Formerly considered at least queer, if not an outright crackpot, he had now advanced to being respected. Nobody except himself had thought his swamp anything except a worthless marsh. He had not only seen possibilities there but was in the process of developing them. Time might very well prove that it was they, not he, who had been short-sighted.

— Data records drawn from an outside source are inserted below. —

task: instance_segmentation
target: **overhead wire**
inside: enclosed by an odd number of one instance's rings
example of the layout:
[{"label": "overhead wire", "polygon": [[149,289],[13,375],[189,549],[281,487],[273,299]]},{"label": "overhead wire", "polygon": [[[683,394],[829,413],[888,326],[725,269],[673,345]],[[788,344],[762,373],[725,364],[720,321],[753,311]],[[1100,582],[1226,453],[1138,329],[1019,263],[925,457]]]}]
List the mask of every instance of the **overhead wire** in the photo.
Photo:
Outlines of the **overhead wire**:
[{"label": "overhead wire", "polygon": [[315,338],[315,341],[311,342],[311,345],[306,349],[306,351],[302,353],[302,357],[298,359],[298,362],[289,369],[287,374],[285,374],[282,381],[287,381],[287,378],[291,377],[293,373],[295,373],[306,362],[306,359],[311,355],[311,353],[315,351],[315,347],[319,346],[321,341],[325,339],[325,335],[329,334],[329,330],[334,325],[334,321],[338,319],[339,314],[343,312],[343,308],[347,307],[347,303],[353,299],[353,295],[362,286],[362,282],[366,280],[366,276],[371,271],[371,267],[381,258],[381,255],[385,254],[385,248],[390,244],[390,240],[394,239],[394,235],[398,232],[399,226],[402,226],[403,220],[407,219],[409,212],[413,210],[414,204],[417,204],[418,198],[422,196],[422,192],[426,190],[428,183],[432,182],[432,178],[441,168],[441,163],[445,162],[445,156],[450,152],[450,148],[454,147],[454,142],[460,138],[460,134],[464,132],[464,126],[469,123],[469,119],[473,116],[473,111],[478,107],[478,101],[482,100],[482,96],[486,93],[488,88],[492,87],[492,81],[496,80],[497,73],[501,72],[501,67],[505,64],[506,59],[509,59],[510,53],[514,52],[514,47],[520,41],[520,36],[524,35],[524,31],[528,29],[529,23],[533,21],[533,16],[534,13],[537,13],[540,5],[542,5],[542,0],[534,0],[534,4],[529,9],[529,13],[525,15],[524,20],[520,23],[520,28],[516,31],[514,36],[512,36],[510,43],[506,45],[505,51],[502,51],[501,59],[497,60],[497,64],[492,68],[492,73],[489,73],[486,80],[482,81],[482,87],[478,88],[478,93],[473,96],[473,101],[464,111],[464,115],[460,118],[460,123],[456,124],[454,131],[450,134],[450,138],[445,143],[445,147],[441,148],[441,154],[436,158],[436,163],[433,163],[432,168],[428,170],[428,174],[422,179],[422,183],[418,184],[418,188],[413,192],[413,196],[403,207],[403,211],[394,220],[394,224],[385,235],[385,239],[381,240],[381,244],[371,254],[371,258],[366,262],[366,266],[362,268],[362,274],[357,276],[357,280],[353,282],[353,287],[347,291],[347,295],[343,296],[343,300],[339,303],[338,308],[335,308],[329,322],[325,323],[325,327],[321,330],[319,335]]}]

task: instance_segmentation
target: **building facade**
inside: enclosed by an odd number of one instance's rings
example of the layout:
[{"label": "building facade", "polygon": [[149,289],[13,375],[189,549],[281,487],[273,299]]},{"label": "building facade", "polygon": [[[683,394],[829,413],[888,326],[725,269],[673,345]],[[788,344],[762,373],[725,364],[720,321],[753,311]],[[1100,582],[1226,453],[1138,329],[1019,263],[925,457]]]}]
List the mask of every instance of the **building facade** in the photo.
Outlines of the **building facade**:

When he arrived at his house, Andy tied Tom to the porch railing. Frosty, napping in the sun, glided silkily over, regarded the horse with haughty and the muskrats with haughtier disdain, then sat down to watch the proceedings. Unstrapping the ropes that bound the crates to Tom's pack saddle, Andy lifted them to the ground, one by one. When they were all unloaded, he untied Tom, looped the lead rope through his bridle so it wouldn't drag and patted him on the rump. The horse started cheerfully up the trail toward his home.
These muskrats were designed for the most inaccessible ponds and sloughs in the swamp and it was too late even to think of taking them in today. Two at a time, one under each arm, Andy carried the crates inside. He stepped back to look at them with pleased satisfaction.
An almost visible sneer on his face, Frosty paraded up and down the row of crates, looked intently at the occupants of each and turned loftily away. Andy laughed.